Rogue One Prepared Tony Gilroy To Follow Obscure Star Wars Rules In Andor

"Andor" has quickly featured a number of deadly important milestones for "Star Wars." Quite so, creator Tony Gilroy's hard-edged look at the birth of the Rebel Alliance not only marks the first time someone has uttered "s***" in a galaxy far, far away, but it's also the first "Star Wars" live-action movie or series to confirm that individuals in this universe do, in fact, need to pee. It turns out "Star Wars" people even have casual sex! (And here I was thinking it was solely those frisky midi-chlorians that were getting around.)

More than any other "Star Wars" project to date, "Andor" tends to concern itself with the minutiae of life among both the Rebels and Imperials, from their predilection for blue cuisine to their hygiene practices. (Also, is this the first live-action "Star Wars" title to show a person shaving? Because I think it might be.) It's all vital to Gilroy and his creative team's efforts to ground the series' fantastical universe in realism more than any other project this side of "Rogue One: A Star Wars Story," which Gilroy co-wrote.

Gilroy's lack of reverence for "Star Wars" traditions has proven to be a boon to both "Rogue One" and "Andor," even if the "Bourne" films co-writer and "Michael Clayton" director still sees himself as a bit of an outsider to the whole enterprise. "I dunno. I wouldn't want to take the 'Star Wars' S.A.T.s," Gilroy told The Playlist's "The Rogue Ones: A Star Wars Andor Podcast" in September 2022. "I'd be like the guy who knows— like I only know this five-year period. There are five years that I curated, my five years. I got that down, but I would fail the S.A.T. on a lot of the rest."

'There are so many rules'

Luckily for Gilroy, he's surrounded by people who know their "Star Wars" trivia inside and out, like author and Lucasfilm head creative executive Pablo Hidalgo (whom Gilroy playfully referred to as residing "out in the Vatican"). "And so, if we have issues, we deal with that, and we figure out what we need," he noted. What's more, his experience working on "Rogue One" very much helped prepare him for "Andor" when it comes to following the unspoken and otherwise obscure "rules" of "Star Wars." Gilroy explained:

"It started on 'Rogue.' There are so many rules, 'Oh, you can't have paper; you can't have wheels. You can't have knives.' You can't have all these different things. Well, there are all kinds of things that we have, and we've made an enormous amount of canon, not violating canon, but we've made an enormous amount of new canon in this show. So right, I've got my 'Star Wars' merit badge on."

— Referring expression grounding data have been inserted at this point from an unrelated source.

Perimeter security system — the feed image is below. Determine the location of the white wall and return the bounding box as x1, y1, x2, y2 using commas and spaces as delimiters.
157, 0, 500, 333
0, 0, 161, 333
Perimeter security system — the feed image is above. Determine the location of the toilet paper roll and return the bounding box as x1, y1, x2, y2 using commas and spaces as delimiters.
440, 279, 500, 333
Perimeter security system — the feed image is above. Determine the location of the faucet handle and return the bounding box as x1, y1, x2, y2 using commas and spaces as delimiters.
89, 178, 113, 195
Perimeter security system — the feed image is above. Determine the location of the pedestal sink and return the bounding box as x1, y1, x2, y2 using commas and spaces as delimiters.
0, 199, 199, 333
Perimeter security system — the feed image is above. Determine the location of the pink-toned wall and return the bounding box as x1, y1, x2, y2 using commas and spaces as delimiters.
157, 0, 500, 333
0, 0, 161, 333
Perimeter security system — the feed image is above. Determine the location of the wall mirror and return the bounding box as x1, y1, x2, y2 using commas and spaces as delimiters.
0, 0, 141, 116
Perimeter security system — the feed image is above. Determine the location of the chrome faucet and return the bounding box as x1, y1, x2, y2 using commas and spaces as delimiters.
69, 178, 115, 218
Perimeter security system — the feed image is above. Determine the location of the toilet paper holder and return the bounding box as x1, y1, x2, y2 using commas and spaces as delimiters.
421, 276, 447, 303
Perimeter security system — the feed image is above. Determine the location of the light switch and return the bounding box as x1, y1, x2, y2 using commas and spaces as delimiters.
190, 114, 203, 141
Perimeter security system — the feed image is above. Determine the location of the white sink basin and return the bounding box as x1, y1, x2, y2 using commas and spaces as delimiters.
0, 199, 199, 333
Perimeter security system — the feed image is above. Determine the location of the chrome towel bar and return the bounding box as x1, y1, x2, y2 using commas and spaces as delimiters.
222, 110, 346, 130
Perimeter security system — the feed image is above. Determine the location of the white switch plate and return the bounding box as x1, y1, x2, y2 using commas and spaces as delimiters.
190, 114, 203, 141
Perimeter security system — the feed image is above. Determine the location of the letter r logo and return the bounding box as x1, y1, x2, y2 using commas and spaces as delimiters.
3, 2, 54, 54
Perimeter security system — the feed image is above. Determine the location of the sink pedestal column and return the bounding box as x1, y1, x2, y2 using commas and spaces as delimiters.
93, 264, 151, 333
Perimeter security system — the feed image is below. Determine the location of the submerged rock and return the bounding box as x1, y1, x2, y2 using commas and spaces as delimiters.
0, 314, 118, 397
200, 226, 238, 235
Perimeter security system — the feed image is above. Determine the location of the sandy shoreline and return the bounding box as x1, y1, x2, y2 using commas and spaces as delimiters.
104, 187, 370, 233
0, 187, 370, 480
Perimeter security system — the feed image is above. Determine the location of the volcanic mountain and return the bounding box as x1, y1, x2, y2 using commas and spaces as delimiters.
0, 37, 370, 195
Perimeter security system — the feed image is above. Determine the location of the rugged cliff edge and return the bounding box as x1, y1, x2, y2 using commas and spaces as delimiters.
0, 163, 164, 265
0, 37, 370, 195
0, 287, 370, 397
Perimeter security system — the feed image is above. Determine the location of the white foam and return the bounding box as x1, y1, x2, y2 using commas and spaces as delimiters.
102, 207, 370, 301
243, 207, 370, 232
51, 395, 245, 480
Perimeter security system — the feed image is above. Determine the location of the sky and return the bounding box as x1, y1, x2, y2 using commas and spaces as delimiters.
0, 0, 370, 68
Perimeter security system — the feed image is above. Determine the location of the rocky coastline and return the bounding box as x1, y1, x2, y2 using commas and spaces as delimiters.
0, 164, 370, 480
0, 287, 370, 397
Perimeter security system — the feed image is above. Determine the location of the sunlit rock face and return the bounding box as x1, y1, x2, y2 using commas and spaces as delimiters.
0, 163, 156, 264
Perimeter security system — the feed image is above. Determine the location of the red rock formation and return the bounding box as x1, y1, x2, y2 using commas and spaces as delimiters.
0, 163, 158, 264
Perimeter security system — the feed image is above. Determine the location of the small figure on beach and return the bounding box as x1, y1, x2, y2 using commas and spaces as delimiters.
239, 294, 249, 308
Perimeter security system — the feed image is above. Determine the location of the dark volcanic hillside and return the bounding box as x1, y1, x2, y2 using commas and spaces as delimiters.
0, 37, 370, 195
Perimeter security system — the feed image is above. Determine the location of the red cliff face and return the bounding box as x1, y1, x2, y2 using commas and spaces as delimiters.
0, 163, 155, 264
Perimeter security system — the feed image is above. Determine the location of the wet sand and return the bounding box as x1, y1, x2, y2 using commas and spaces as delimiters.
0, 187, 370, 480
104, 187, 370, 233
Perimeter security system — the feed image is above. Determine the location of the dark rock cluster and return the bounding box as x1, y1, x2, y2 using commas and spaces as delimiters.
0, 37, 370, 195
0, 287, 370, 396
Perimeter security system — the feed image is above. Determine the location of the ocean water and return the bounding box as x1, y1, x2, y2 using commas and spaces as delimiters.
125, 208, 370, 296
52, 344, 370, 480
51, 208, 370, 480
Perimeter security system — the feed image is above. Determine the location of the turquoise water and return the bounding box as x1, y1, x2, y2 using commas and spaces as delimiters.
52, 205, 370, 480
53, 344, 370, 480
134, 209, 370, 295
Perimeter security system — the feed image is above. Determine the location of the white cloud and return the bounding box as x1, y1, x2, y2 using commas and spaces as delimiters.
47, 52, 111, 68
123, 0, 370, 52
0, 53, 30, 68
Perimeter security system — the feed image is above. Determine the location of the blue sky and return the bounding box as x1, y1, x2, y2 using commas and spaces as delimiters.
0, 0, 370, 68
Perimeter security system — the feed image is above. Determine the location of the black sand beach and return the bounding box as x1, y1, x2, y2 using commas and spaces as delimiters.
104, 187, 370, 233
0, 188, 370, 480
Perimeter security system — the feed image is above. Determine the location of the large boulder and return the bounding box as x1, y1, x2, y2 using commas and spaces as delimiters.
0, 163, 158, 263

By breaking the "rules" for what you can and cannot feature in any "Star Wars" project, Gilroy and his fellow creatives have not only enriched the storytelling in "Andor," they've also made it possible for a wider variety of "Star Wars" stories to be told in the future. So, for all those who've been dreaming of making a mockumentary about stormtroopers in the vein of "The Office" or a whodunit featuring Gungans (not that I would know anything about that...), you can take comfort in knowing that you, too, might one day get to redefine what does and does not fly in a galaxy far, far away.

New episodes of "Andor" premiere Wednesdays on Disney+.